M. Delorme a dit devant la Commission de la sécurité publique, la semaine dernière, que BCIA avait un contrat. Or, nous dit le vérificateur, il n'y en a pas. Ou M. Delorme ignorait que la firme qui surveille son quartier général et son centre informatique n'a pas de contrat - ce qui serait étonnant -, ou il le savait et il a menti.

Vendredi prochain, M. Delorme comparaîtra de nouveau devant la commission de la sécurité publique. Il devra s'expliquer: pourquoi BCIA n'avait-elle pas de contrat? Pourquoi le conseil municipal a-t-il été tenu dans l'ignorance? Et quel rôle a-t-il joué dans l'obtention de ce contrat? Aucun, peut-être, mais la question vaut la peine d'être posée.

M. Delorme connaît le patron de BCIA, Luigi Coretti. Il est allé deux fois au restaurant avec lui quelques mois avant d'être nommé chef de police. C'est Coretti qui a payé l'addition. Il aurait aussi mangé chez lui des semaines plus tard. Un souper de pâtes en compagnie de deux autres policiers, Jimmy Cacchione et Giovanni Diféo.

Vendredi, le chef Delorme va donc s'expliquer devant la commission qui va siéger... à huis clos. «C'est de nature plutôt privée», a expliqué Claude Trudel, le responsable de la sécurité publique dans l'équipe du maire.
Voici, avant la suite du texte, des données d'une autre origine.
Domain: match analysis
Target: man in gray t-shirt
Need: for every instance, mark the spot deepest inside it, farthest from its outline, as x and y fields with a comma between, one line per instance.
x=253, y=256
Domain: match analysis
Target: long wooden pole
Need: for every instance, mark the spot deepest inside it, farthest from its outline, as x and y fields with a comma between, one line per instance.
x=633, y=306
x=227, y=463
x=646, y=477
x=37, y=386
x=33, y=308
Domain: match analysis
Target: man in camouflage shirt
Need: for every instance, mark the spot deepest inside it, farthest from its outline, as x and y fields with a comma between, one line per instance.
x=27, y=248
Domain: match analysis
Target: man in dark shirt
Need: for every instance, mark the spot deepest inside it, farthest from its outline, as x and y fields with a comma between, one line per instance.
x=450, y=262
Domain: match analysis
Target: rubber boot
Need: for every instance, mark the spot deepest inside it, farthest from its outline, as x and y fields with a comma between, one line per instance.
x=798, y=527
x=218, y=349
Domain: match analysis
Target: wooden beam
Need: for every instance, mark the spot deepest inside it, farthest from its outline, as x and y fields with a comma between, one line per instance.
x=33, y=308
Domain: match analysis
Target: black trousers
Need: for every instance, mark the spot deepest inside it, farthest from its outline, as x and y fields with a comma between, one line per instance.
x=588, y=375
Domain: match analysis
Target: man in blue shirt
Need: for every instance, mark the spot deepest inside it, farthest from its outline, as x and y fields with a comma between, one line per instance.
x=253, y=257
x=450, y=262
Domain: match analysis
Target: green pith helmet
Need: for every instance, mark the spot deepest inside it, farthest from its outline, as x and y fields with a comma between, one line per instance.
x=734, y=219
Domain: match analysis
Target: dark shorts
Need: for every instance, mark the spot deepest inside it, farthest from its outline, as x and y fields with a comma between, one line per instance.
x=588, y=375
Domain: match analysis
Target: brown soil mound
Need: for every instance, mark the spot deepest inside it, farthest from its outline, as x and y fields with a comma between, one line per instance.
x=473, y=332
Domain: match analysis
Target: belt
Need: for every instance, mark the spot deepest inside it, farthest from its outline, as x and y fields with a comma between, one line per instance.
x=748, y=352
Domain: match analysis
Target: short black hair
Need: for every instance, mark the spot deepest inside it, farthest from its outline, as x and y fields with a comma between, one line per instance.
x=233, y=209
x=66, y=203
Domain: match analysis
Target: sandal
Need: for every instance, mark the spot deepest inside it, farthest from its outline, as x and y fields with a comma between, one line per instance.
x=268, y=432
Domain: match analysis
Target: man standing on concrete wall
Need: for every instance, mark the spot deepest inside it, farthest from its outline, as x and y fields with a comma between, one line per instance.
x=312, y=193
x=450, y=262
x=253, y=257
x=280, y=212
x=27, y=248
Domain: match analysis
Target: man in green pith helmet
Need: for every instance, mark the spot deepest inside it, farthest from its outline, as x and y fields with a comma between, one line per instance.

Privé? Voyons donc!

Gérald Tremblay n'a-t-il pas dit que son administration était transparente? S'il y croit vraiment, il devrait faire sauter le huis clos. Sinon, on devra se poser la question: qu'a-t-il à cacher?

Le maire a dit non au promoteur Cato, qui voulait construire 17 nouveaux édifices sur l'ancien terrain des sulpiciens accroché à flanc de montagne.

«Il faut cesser de grignoter, morceau par morceau, ce qui reste de vert sur le mont Royal», a-t-il déclaré hier.

La volonté est ferme. Gérald Tremblay prend la montagne sous son aile. Enfin. Il l'avait promis lors de son premier mandat. Ce qui est vert restera vert, avait-il dit. Hier, il est passé de la parole aux actes: il a osé dire non à un gros promoteur.

Les Montréalais vous disent merci, monsieur le maire.